Le grand sergent ne s'en privait pas. Il se mettait sur la pointe des bottines et chatouillait furtivement leurs ventres dodus, les flancs brillants, les ailes transparentes qui paraissaient si légères. L'acier dépoli crissait sous les ongles. Ravies, les grosses bébêtes lui chantaient des mots mélodieux dans le langage des bombardiers – que le sergent ne comprenait pas -, et ils reprenaient leur majestueuse trajectoire.
À regret le sergent détachait ses yeux du ciel tout en y laissant ses pensées les plus douces. Il revenait à sa responsabilité dans la boue, à qui il disait:
– T'occupe des r'avions, t'es pas une chochotte, continue j'ai dit continue, magne-toi le cul si tu ne veux pas que j'te bute, on repart on y va, trente et un, on était à trente et un.
– Mm Mm Mm Mm Mm Mm Mm Mm Mm.
– Quarante.
– Mm Mm Mm Mm Mm Mm Mm Mm Mm Mm Mm Mm Mm Mm Mm Mm Mm Mm Mm M. Oputain j'en peux plus.
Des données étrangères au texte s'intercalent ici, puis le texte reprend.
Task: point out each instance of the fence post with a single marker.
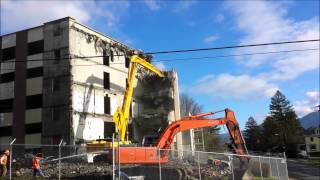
(232, 168)
(59, 176)
(113, 174)
(285, 162)
(277, 168)
(270, 165)
(10, 161)
(199, 165)
(260, 167)
(159, 151)
(119, 172)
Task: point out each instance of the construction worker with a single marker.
(37, 165)
(4, 162)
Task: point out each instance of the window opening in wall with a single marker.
(55, 113)
(313, 147)
(6, 105)
(57, 56)
(111, 55)
(33, 128)
(127, 62)
(35, 72)
(34, 101)
(107, 105)
(105, 58)
(55, 84)
(8, 53)
(35, 47)
(106, 80)
(7, 77)
(57, 30)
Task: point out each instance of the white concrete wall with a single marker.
(93, 74)
(32, 138)
(7, 90)
(89, 129)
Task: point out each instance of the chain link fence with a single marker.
(79, 162)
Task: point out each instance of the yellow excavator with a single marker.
(121, 116)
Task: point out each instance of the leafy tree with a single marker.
(252, 134)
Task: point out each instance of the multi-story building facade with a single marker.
(63, 80)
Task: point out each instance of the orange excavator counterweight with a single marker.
(151, 155)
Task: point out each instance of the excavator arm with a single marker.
(200, 121)
(121, 115)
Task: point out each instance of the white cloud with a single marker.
(17, 15)
(153, 5)
(210, 39)
(219, 18)
(160, 65)
(308, 105)
(234, 87)
(259, 118)
(266, 21)
(184, 5)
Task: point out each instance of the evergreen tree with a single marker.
(252, 134)
(270, 133)
(287, 125)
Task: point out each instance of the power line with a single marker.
(231, 47)
(174, 51)
(196, 58)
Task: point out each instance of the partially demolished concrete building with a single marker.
(65, 80)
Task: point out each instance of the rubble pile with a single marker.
(68, 171)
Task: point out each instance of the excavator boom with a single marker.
(150, 155)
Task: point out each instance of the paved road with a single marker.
(298, 169)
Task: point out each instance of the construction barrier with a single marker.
(73, 162)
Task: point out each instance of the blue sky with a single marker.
(244, 84)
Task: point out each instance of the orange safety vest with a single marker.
(4, 159)
(36, 163)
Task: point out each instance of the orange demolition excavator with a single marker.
(151, 155)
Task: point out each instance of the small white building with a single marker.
(312, 142)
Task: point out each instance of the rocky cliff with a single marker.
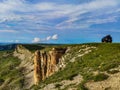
(46, 63)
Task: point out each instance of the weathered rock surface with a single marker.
(45, 64)
(27, 65)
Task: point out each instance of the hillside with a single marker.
(86, 67)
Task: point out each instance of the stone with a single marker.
(45, 63)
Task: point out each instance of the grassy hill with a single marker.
(93, 62)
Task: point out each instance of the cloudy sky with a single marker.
(59, 21)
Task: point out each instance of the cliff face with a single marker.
(45, 64)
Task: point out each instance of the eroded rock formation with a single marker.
(107, 39)
(45, 64)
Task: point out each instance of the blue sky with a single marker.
(59, 21)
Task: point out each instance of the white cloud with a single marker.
(76, 15)
(16, 41)
(8, 31)
(54, 37)
(36, 40)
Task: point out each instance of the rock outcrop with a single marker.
(107, 39)
(45, 63)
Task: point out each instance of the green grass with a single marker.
(105, 57)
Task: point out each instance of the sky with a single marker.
(59, 21)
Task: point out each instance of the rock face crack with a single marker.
(45, 63)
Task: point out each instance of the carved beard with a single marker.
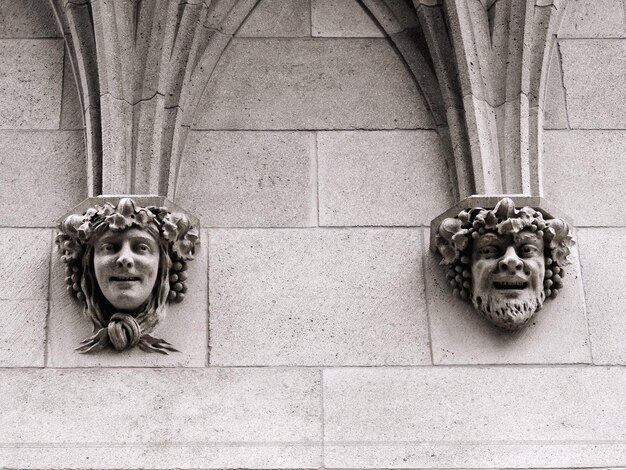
(509, 314)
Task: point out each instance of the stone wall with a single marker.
(319, 330)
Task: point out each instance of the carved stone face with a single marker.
(126, 264)
(507, 277)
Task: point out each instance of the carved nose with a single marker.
(510, 261)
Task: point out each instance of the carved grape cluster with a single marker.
(73, 276)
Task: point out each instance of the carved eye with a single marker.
(143, 248)
(528, 250)
(489, 251)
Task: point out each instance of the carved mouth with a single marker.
(510, 285)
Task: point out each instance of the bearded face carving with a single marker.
(123, 264)
(506, 261)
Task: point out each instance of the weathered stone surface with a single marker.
(278, 18)
(603, 263)
(43, 174)
(311, 84)
(381, 178)
(24, 263)
(185, 325)
(593, 19)
(22, 333)
(249, 179)
(316, 297)
(71, 113)
(584, 174)
(594, 74)
(145, 418)
(557, 333)
(342, 18)
(27, 19)
(555, 114)
(30, 83)
(474, 417)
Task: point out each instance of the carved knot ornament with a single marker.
(124, 263)
(506, 260)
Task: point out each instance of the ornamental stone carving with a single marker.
(507, 261)
(124, 263)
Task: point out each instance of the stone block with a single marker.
(459, 417)
(30, 83)
(381, 178)
(584, 174)
(22, 332)
(342, 18)
(27, 19)
(603, 263)
(311, 84)
(278, 18)
(593, 19)
(555, 114)
(24, 263)
(594, 74)
(249, 179)
(557, 333)
(26, 158)
(317, 297)
(71, 112)
(185, 325)
(150, 418)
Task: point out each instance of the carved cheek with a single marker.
(481, 273)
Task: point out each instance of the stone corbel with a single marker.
(504, 254)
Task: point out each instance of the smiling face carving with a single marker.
(507, 261)
(126, 265)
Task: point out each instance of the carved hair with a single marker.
(176, 240)
(455, 236)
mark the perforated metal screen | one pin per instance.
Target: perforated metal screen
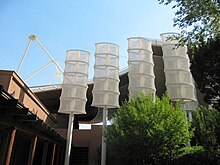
(74, 86)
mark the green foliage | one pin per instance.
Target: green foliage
(200, 17)
(205, 69)
(195, 155)
(207, 132)
(145, 131)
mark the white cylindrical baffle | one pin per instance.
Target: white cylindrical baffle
(141, 67)
(106, 76)
(179, 81)
(74, 86)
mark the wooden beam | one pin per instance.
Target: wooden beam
(10, 147)
(10, 102)
(26, 118)
(32, 150)
(13, 111)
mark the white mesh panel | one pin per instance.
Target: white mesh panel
(141, 67)
(106, 76)
(179, 80)
(74, 86)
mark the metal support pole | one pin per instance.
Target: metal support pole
(60, 69)
(190, 115)
(25, 52)
(69, 139)
(104, 145)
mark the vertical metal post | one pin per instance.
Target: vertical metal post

Le grenadier ne voltigeait plus. Écrasé par un sac aux épaules, une radio sur la poitrine, le famas autour du cou pesant trois mille tonnes, il avait conservé à l'intérieur de lui un très léger doute sur l'utilité de l'exercice. Ce doute était comme un haltère supplémentaire qui plombait son cœur et l'empêchait de se surpasser.
Le sergent, forgé au commandement des hommes, détecta cette poussière d'hésitation. Avec une tendresse toute maternelle, il ordonna:
– R'encore.
– Mm Mm.
– Soixante et un la putain de ta race. Tu vas m'en faire douze de plus tu vas m'en faire jusqu'à.
Un bruit monstre d'avion en colère, suivi d'un trou de silence.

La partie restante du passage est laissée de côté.